As widely expected, the CBRT kept its policy rate unchanged at 19.0%. Again as expected, the tone of the interest rate announcement note was more dovish as compared to last month. There were important changes in the note:
1) The CBRT no longer states that “the tight monetary policy stance will be maintained decisively for an extended period until strong indicators point to a permanent fall in inflation”;
2) The CBRT has also omitted the pledge to deliver “additional monetary tightening if needed”;
3) instead the main policy guidance sentence states that “the policy rate will continue to be determined at a level above inflation to maintain a strong disinflationary effect until strong indicators point to a permanent fall in inflation and the medium-term 5 percent target is reached.”;
4) Finally, the CBRT has added a new sentence saying that the MPC would “continue to take its decisions in a transparent, predictable and data-driven framework.”

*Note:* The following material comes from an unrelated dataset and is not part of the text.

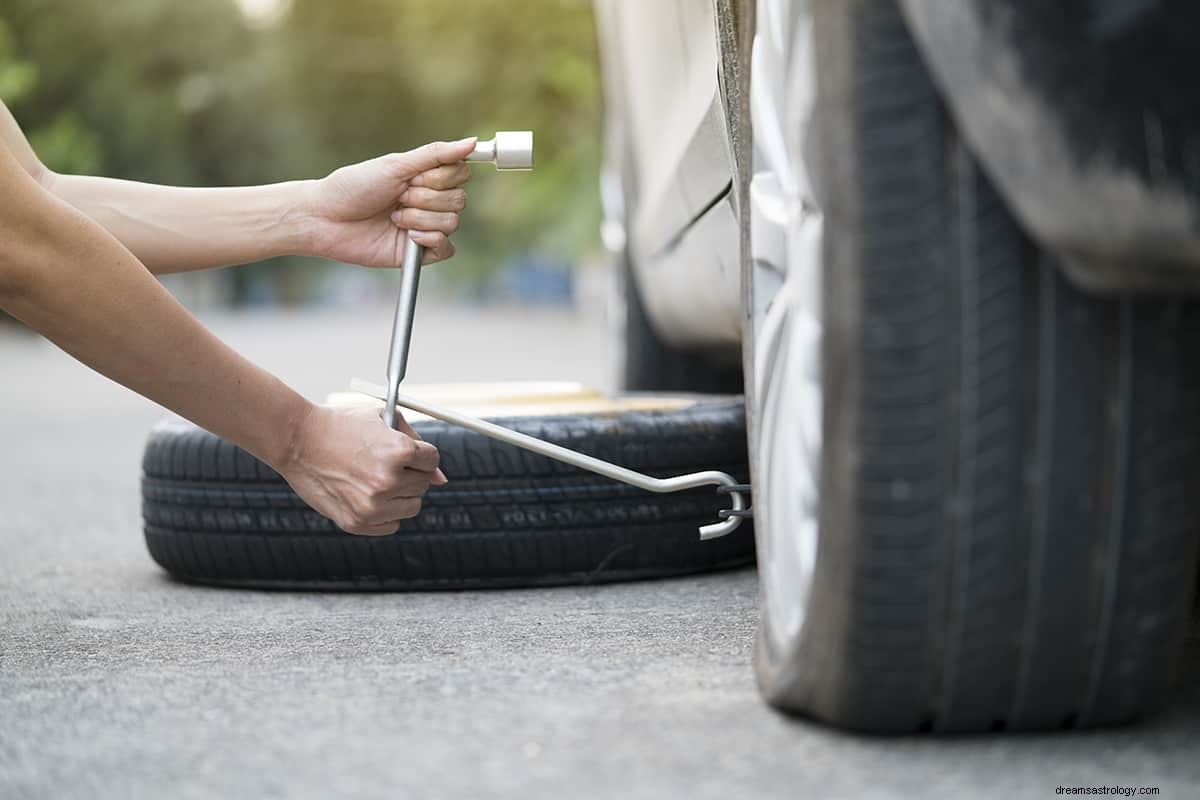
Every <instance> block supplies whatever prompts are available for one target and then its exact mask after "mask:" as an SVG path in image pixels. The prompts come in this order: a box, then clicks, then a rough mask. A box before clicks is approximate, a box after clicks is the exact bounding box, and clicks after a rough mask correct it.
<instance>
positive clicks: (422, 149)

The first two changes clearly point to a less stringent commitment to price stability and hence a more dovish policy stance. The change in the main policy guidance sentence has also increased policy uncertainty. The MPC states that the policy rate will be higher than inflation, there is no guidance on the magnitude of the real interest rate that will be offered.
Also, it remains to be clarified whether the CBRT is talking about ex-post or ex-ante inflation. The CBRT is currently providing a decent real interest rate – one that is reasonably high in a historic perspective and any premature reduction in the real rates could make investors nervous. The last change is somewhat reassuring as it implies that the CBRT will be monitoring the market expectations and is unlikely to surprise the markets.
All in all, there was not a major surprise in the MPC decision and we keep our monetary policy call unchanged. We still have our first rate cut of 100bp in September and expect a cumulative 300bp in cuts until year-end. Given the worsening in inflation dynamics, and in the midst of tightening global financial conditions, which could well turn disruptive, any premature easing or reference to that could undermine hard-earned policy credibility. In this environment it is reassuring to see policy continuity and commitment to transparency and predictability. The markets will be waiting to see more policy guidance from Governor Kavcioglu during the quarterly inflation report release on April 29th.